Since I've posted last, life has become completely insane. I was busy shuttling Happy Girl back and forth to Volleyball. Adjusting already established summer routines to accomodate a fall activity. Trying to fit her Piano Lesson in was hard. We spent one day (one WHOLE day) back to school shopping so that Happy Girl could shop for ALL her back to school looks. Coordinating this with various family members so that a favorite Auntie could join us and the princess could stay home. (or not completely at home, but away long enough for Mr. Happy to get his car detailing done.) Happy Girl has also been to a few "It's the end of summer and I have to have a party" type sleepovers. One lasted for two days. (This is extremely unusual for her since we don't allow her to do that ~She's WAY too bitchy afterwards) It seemed to be a time for bending some rules. The chores didn't get done and it didn't help that I also was sick a few days here and there.
Also, the Princess has made a few friends this year. One of whom, temporarily lives a few houses down with his Aunt and Uncle. He's a cute kid, but he's always here. I really don't mind this except when I have to run the older girl around and then the younger decides that she'd really rather stay home and play. I feel bad making the princess schlepp along with us. Mr. Happy would rather I take the princess with me since he is perpetually catching up on sleep. (His sleep issues are a whole other post. Trust me when I say it's bad) Having a few kids run around home while I'm gone is not his favorite thing and he tends to just sit and wait it out. When I get home, I am under pressure to play catch up with all the stuff that wasn't done while I was gone. One of those things is dinner. Mom has to eat regularly and preferably at the same time each day because of her meds. (She doesn't enjoy this and doesn't make this easy to accomplish) Again, the whole feeling of forgotten my homework. This month we haven't been eating until late. (This goes for lunch and dinner) Finally, I chucked it and reassigned pills to the hours that we seem to get our meals in. 9:30 am, 1:30 - 2:00 pm, 7:30 dinner. There will be a snack sometime around 4:00 - 4:30 pm. Hopefully this will work with fall schedules. It sucks in a way because now we aren't eating dinner until almost bedtime. (well, at least the kids' bedtime. Mom, Mr. and I don't go to bed until almost 11 - 11:30) I guess we all just have to adjust. I have to keep reminding myself that if I have to do this all by myself then they are just going to have to adjust as well.
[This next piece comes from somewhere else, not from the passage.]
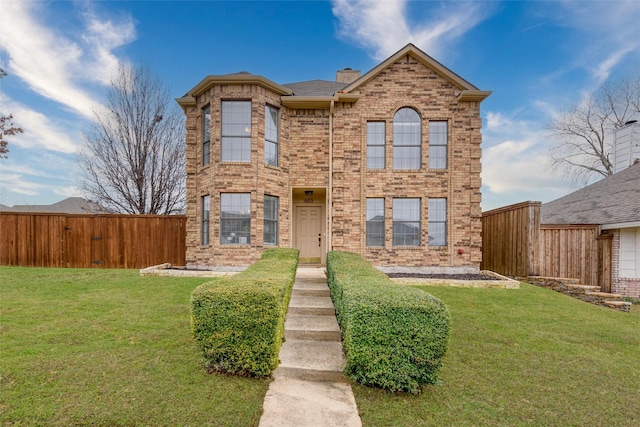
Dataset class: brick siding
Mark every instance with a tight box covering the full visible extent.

I'm not super woman.
So now I am done with summer. It's been fun this year. I've been to some places I've never been before and back to some I haven't been to for a LONG time. Right now, I'm just going to take a few moments and just breath. The fall routine is here. It's still a little chaotic because of school, preschool, sports, piano, psr x2, and dance. But it's a little more organized than it has been.(I hope!)